This vignette shows how localModel
package can be used to explain regression models. We will use the
apartments
dataset from DALEX2
package. For more information about the dataset, please refer to the Gentle introduction to
DALEX.
We will need localModel
and DALEX2
packages. Random forest from randomForest
package will
serve as an example model, and linear regression as a simple model for
comparison.
library(DALEX)
library(localModel)
library(randomForest)
data('apartments')
data('apartments_test')
set.seed(69)
mrf <- randomForest(m2.price ~., data = apartments, ntree = 50)
mlm <- lm(m2.price ~., data = apartments)
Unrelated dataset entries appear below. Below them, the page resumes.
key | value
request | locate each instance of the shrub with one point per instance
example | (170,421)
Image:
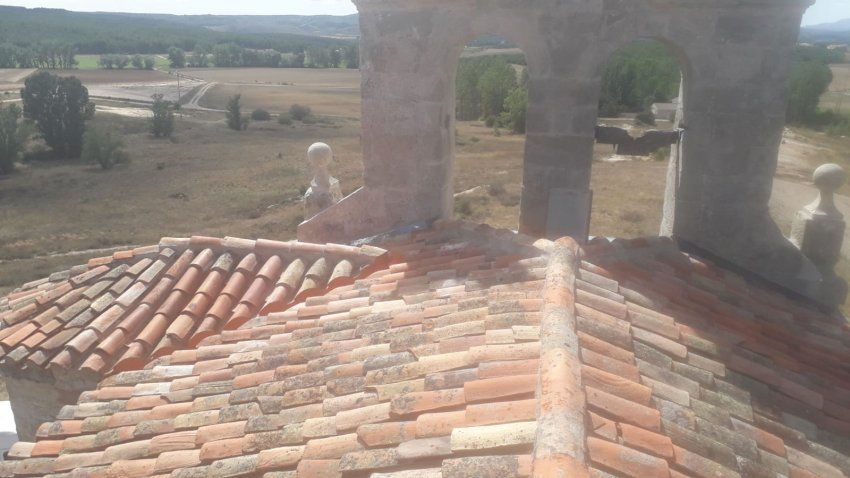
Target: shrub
(662,154)
(300,112)
(463,207)
(162,123)
(634,217)
(235,120)
(59,106)
(104,148)
(13,135)
(645,118)
(261,115)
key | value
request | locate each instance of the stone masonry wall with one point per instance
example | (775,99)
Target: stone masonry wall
(36,402)
(736,58)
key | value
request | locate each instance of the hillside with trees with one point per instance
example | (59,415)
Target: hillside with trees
(47,38)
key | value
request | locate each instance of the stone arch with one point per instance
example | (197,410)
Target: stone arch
(508,197)
(666,191)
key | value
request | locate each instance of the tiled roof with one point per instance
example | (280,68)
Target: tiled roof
(120,311)
(477,353)
(691,370)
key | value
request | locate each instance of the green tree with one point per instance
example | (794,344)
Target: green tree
(637,76)
(299,112)
(335,58)
(177,57)
(235,120)
(13,136)
(516,108)
(8,55)
(59,107)
(352,57)
(809,81)
(103,147)
(106,62)
(162,124)
(494,86)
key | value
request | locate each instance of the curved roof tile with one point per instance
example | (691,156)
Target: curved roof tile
(118,312)
(467,356)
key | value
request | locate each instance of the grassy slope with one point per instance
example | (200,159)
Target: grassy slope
(93,33)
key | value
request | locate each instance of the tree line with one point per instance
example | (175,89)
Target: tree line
(811,77)
(46,55)
(490,88)
(102,33)
(229,55)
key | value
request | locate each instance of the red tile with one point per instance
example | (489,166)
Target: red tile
(626,460)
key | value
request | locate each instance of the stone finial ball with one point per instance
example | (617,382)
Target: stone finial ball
(320,153)
(830,177)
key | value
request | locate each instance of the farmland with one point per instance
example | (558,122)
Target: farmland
(838,96)
(211,180)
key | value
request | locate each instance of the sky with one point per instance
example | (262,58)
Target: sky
(824,11)
(198,7)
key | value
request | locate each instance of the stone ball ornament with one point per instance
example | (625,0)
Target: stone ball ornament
(320,154)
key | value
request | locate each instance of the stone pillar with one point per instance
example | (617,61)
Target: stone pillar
(735,99)
(818,231)
(324,189)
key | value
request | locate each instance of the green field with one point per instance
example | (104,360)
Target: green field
(90,62)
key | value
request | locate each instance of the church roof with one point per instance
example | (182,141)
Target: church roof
(478,353)
(118,312)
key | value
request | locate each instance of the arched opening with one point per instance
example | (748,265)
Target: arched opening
(491,101)
(638,140)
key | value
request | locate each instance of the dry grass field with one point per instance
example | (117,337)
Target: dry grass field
(211,180)
(838,96)
(328,92)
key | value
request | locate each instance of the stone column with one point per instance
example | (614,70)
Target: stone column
(819,229)
(734,101)
(324,189)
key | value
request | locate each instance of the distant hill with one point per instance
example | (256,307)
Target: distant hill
(320,25)
(99,33)
(837,32)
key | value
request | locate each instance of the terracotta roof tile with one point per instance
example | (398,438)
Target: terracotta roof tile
(449,359)
(151,301)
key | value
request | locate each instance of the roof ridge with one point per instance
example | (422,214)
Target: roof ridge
(561,435)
First, we need to create an explainer object, using the
explain
function. We will explain the prediction for fifth
observation in the test dataset.
explainer <- DALEX::explain(model = mrf,
data = apartments_test[, -1])
#> Preparation of a new explainer is initiated
#> -> model label : randomForest ( default )
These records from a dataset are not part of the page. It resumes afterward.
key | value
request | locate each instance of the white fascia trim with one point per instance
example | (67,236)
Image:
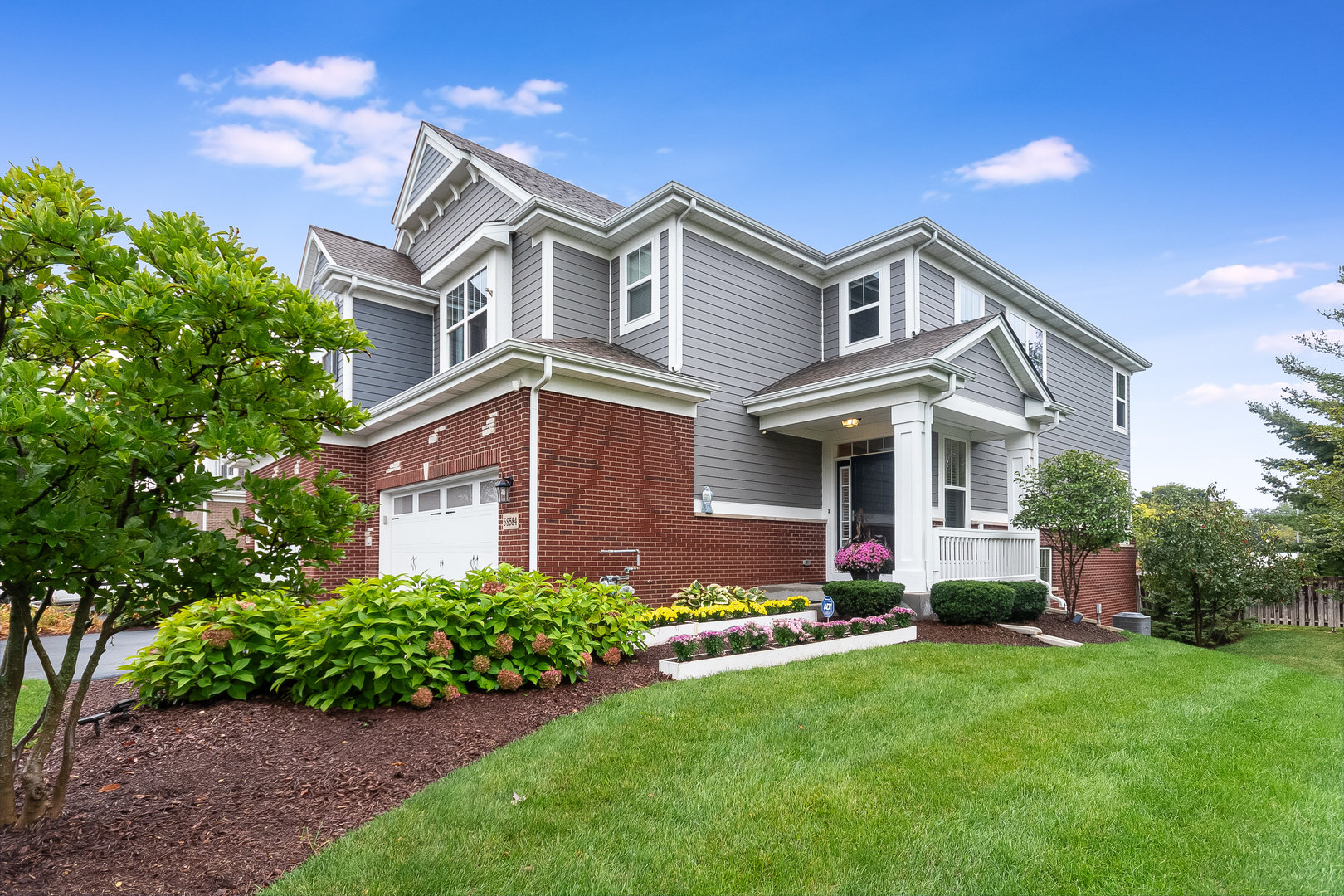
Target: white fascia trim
(743,511)
(925,371)
(468,251)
#> -> data : 9000 rows 5 cols
#> -> target variable : not specified! ( WARNING )
#> -> predict function : yhat.randomForest will be used ( default )
#> -> predicted values : No value for predict function target column. ( default )
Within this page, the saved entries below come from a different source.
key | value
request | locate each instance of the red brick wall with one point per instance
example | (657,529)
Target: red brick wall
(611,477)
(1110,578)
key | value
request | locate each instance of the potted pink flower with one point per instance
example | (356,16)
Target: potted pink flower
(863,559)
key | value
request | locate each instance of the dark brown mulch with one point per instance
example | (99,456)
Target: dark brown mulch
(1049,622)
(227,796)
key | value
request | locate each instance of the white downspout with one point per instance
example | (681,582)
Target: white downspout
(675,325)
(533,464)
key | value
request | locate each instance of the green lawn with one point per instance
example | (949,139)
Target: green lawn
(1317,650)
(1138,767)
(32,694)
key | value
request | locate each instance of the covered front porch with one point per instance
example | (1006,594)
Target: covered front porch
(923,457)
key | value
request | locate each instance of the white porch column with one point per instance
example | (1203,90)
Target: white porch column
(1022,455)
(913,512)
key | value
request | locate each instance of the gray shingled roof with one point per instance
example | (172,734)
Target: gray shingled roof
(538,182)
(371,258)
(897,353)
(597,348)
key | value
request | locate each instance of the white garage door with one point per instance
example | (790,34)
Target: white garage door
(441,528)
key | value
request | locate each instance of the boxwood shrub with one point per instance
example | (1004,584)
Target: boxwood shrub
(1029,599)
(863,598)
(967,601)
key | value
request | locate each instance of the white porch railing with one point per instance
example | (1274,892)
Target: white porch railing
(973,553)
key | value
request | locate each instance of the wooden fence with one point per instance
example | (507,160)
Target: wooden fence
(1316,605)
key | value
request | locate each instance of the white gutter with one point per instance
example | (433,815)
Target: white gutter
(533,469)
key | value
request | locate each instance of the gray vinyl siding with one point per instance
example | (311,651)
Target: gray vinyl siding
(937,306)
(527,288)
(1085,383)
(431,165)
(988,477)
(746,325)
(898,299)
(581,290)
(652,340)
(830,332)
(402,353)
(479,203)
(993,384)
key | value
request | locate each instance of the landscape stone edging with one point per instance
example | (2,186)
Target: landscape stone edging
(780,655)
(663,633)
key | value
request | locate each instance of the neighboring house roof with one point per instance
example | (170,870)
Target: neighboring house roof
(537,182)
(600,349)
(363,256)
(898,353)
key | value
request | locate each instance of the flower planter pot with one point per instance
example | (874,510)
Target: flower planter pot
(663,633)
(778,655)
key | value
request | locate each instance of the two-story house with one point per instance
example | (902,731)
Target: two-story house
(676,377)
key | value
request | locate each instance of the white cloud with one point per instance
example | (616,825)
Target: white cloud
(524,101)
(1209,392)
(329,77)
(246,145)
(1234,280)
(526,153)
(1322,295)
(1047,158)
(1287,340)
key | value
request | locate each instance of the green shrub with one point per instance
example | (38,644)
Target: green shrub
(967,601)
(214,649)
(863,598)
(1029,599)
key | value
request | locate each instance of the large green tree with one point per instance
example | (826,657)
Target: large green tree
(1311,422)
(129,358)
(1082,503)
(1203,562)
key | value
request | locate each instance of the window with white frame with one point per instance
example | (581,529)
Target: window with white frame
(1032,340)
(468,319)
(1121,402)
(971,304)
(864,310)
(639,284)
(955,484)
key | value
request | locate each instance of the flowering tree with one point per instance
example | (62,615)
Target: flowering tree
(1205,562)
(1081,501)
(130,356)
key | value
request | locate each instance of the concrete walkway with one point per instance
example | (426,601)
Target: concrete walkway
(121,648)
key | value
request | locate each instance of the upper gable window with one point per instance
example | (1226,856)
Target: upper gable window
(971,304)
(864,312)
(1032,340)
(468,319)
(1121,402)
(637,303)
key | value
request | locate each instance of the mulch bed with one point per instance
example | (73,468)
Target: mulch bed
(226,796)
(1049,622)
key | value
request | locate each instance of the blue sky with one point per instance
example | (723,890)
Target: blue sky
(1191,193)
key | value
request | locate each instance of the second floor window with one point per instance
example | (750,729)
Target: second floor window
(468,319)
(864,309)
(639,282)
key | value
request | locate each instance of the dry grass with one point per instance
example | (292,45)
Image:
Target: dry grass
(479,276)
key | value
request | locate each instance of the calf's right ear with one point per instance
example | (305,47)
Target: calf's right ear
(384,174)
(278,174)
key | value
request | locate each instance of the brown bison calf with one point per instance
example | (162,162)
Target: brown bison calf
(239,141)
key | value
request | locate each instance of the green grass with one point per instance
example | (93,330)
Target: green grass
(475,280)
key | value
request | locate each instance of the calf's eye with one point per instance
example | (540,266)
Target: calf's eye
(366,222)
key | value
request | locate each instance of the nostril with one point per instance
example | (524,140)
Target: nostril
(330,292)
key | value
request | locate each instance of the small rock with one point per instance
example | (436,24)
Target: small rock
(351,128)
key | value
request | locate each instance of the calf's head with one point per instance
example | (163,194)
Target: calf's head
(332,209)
#> -> model_info : package randomForest , ver. 4.7.1.2 , task regression ( default )
#> -> model_info : Model info detected regression task but 'y' is a NULL . ( WARNING )
#> -> model_info : By deafult regressions tasks supports only numercical 'y' parameter.
#> -> model_info : Consider changing to numerical vector.
#> -> model_info : Otherwise I will not be able to calculate residuals or loss function.
#> -> predicted values : numerical, min = 1996.308 , mean = 3502.832 , max = 5666.4
#> -> residual function : difference between y and yhat ( default )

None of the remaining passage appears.